Il est tout aussi indifférent que la SCEA Tariquet indique qu’elle ne fera pas référence à ses marques, ni ne poursuivra l’annulation d’une marque, dès lors que l’action qu’elle entend engager, même fondée de façon exclusive sur une concurrence déloyale ou parasitaire est bien relative à une marque, puisque la société Laur a déposé le signe 'Faute de [Localité 17], je ne bois que ça’ à titre de marque sous le n°4.850.267, ainsi que l’a justement souligné le premier juge.

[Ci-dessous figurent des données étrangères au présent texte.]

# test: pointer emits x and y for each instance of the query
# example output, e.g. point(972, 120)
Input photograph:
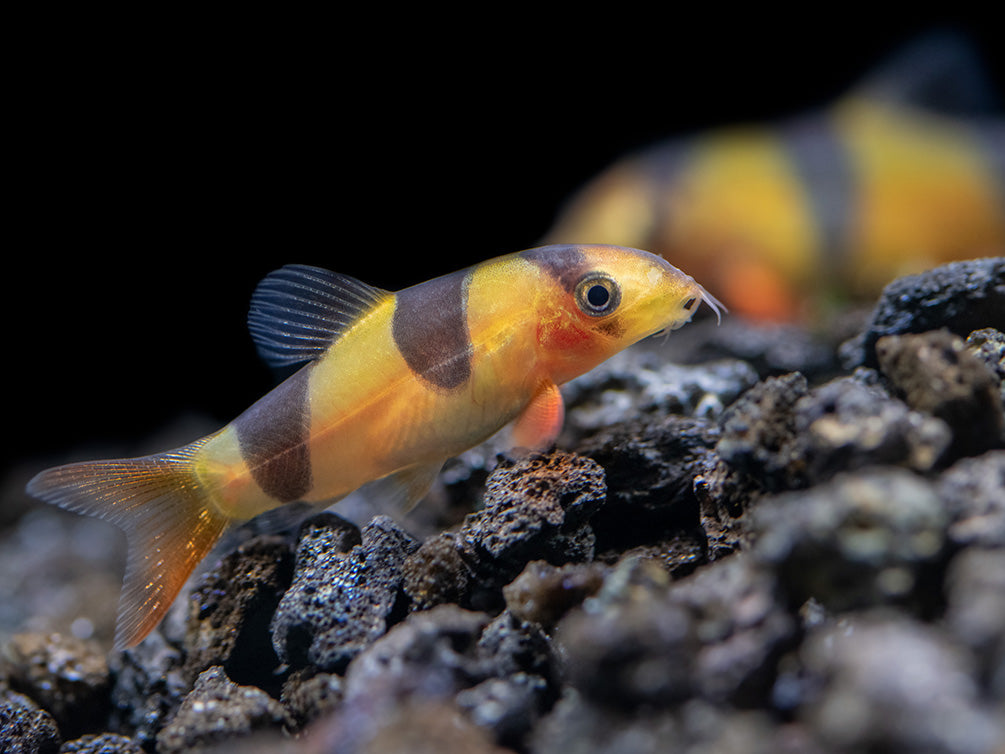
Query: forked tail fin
point(169, 521)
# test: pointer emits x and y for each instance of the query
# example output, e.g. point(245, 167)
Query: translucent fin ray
point(298, 311)
point(170, 526)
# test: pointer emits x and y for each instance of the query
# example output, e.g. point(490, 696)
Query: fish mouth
point(700, 297)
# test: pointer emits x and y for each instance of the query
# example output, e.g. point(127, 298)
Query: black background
point(163, 165)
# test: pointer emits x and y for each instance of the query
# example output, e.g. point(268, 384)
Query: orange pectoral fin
point(540, 423)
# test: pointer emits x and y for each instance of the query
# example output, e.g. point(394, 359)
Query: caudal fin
point(170, 525)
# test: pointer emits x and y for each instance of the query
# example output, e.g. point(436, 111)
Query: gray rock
point(894, 685)
point(25, 729)
point(936, 374)
point(106, 743)
point(340, 601)
point(216, 711)
point(231, 607)
point(149, 687)
point(961, 297)
point(973, 491)
point(66, 677)
point(870, 538)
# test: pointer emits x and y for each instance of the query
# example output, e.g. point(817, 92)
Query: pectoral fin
point(540, 423)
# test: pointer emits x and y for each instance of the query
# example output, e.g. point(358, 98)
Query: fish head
point(603, 299)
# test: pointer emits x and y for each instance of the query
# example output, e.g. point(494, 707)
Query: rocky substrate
point(749, 540)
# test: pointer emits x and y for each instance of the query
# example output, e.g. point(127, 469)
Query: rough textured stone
point(64, 676)
point(936, 374)
point(230, 610)
point(649, 468)
point(25, 729)
point(961, 297)
point(543, 593)
point(107, 743)
point(974, 494)
point(217, 710)
point(893, 685)
point(340, 601)
point(860, 540)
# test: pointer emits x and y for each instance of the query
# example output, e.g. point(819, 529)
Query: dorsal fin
point(298, 311)
point(941, 71)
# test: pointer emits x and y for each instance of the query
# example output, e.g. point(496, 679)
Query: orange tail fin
point(169, 522)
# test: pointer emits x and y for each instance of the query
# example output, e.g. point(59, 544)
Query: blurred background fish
point(905, 172)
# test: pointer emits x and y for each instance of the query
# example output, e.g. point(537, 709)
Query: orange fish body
point(393, 385)
point(780, 218)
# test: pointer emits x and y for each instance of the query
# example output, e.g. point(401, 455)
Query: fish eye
point(597, 295)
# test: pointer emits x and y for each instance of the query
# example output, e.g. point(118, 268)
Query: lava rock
point(649, 468)
point(309, 695)
point(988, 345)
point(961, 297)
point(535, 508)
point(743, 625)
point(24, 727)
point(871, 538)
point(973, 491)
point(231, 608)
point(641, 381)
point(893, 685)
point(975, 613)
point(430, 653)
point(149, 687)
point(217, 710)
point(106, 743)
point(66, 677)
point(629, 645)
point(436, 572)
point(936, 374)
point(851, 423)
point(758, 430)
point(543, 593)
point(341, 601)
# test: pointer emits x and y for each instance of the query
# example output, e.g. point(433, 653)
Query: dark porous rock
point(536, 508)
point(961, 297)
point(507, 707)
point(771, 350)
point(975, 613)
point(630, 645)
point(309, 695)
point(988, 345)
point(341, 601)
point(24, 728)
point(510, 645)
point(231, 608)
point(641, 381)
point(974, 494)
point(149, 687)
point(66, 677)
point(871, 538)
point(414, 727)
point(758, 431)
point(217, 710)
point(430, 653)
point(849, 423)
point(743, 625)
point(543, 593)
point(678, 554)
point(649, 467)
point(578, 725)
point(936, 374)
point(889, 684)
point(436, 572)
point(106, 743)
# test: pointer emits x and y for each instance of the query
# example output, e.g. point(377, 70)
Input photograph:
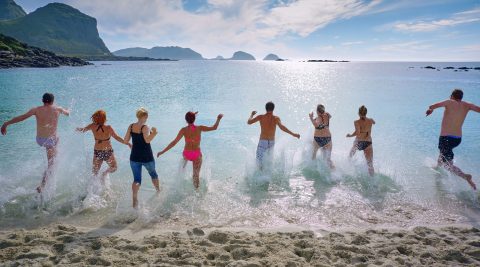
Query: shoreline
point(64, 244)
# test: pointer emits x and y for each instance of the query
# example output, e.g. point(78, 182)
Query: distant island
point(240, 55)
point(158, 52)
point(14, 54)
point(273, 57)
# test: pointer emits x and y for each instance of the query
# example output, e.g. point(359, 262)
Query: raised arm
point(172, 144)
point(127, 137)
point(435, 106)
point(214, 127)
point(314, 122)
point(63, 111)
point(357, 130)
point(118, 138)
point(285, 129)
point(86, 128)
point(252, 120)
point(17, 119)
point(474, 107)
point(148, 134)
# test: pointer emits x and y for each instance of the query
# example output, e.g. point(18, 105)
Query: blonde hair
point(141, 112)
point(362, 111)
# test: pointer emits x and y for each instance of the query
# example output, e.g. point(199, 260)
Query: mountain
point(240, 55)
point(10, 10)
point(170, 52)
point(59, 28)
point(272, 57)
point(14, 54)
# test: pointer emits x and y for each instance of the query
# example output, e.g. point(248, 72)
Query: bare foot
point(468, 177)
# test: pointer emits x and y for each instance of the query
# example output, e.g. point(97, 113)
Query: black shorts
point(446, 144)
point(322, 141)
point(362, 145)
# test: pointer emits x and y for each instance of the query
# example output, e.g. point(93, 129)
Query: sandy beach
point(66, 245)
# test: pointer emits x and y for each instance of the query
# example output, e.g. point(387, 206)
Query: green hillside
point(10, 10)
point(59, 28)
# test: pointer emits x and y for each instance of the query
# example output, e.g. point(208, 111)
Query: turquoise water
point(300, 192)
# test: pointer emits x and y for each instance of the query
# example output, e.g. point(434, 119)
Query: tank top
point(141, 150)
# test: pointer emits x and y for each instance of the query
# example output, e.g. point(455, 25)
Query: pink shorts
point(192, 155)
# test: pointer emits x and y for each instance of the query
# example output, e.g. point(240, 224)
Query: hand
point(4, 129)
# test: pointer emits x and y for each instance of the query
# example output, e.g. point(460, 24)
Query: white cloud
point(412, 46)
point(352, 43)
point(222, 27)
point(432, 25)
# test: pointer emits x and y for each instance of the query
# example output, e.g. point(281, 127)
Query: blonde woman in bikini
point(102, 151)
point(363, 138)
point(192, 135)
point(322, 136)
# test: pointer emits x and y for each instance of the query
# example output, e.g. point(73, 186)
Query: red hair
point(99, 117)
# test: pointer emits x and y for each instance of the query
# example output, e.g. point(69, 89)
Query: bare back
point(268, 125)
point(453, 117)
point(364, 129)
point(47, 120)
point(192, 137)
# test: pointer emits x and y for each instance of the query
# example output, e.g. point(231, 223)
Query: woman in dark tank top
point(141, 155)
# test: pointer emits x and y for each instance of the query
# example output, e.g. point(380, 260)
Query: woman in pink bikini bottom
point(192, 135)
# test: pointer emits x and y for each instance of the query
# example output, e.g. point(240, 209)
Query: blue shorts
point(137, 170)
point(47, 142)
point(264, 148)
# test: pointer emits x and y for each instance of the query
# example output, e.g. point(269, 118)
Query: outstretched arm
point(475, 108)
point(118, 138)
point(285, 129)
point(357, 130)
point(64, 111)
point(86, 128)
point(252, 120)
point(148, 134)
point(16, 120)
point(172, 144)
point(435, 106)
point(314, 122)
point(214, 127)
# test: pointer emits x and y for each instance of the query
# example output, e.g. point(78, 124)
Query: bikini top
point(322, 126)
point(100, 127)
point(192, 140)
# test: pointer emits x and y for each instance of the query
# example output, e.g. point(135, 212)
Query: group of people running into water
point(141, 135)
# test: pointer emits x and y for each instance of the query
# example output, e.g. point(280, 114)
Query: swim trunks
point(264, 147)
point(446, 144)
point(362, 145)
point(322, 141)
point(47, 142)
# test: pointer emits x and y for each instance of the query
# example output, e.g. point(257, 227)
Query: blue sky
point(429, 30)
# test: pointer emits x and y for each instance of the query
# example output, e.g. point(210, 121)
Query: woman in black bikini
point(102, 150)
point(363, 138)
point(322, 136)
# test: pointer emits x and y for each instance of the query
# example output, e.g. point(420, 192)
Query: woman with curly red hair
point(102, 150)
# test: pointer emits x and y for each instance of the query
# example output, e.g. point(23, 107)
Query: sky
point(371, 30)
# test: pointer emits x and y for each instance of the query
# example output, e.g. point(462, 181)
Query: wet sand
point(66, 245)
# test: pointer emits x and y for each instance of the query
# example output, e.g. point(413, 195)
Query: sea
point(293, 191)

En outre, l’appréciation des éléments constitutifs d’une situation de concurrence déloyale ou parasitaire dans le cadre d’un litige au fond ne pourra intervenir que par comparaison entre les appellations '[Localité 19] [Localité 10]' et 'Dernières [Localité 10]' qui sont détenues à titre de marque par la SCEA Tariquet avec la marque 'Faute de [Localité 17], je ne bois que ça', exploitée par la société Laur, ce dont il résulte que la juridiction saisie sera placée dans l’obligation d’apprécier les droits de ces sociétés sur un signe déposé par elles à titre de marque.
Ces circonstances suffisent à conférer compétence exclusive à l’un des tribunaux spécialement énumérés dans les dispositions sus-visées pour connaître du litige et par conséquent à exclure celle du juge des référés du tribunal judiciaire de Toulouse qui s’est à bon droit déclaré incompétent et a à juste titre rétracté son ordonnance du 14 avril 2023.
La SCEA Tariquet perdant le procès en appel, elle en supportera les dépens et sera condamnée à payer à la SAS Vignobles Laur la somme de 3 000 euros sur le fondement de l’article 700 du code de procédure civile.
PAR CES MOTIFS
La cour, statuant dans les limites de sa saisine,
— Confirme l’ordonnance rendue le 10 octobre 2023 par le président du tribunal judiciaire de Toulouse statuant en référé,
— Condamne la SCEA [Adresse 24] aux dépens d’appel,
— Condamne la SCEA Vinicole Château du Tariquet à payer à la SAS Vignobles Laur la somme de 3 000 euros sur le fondement de l’article 700 du code de procédure civile.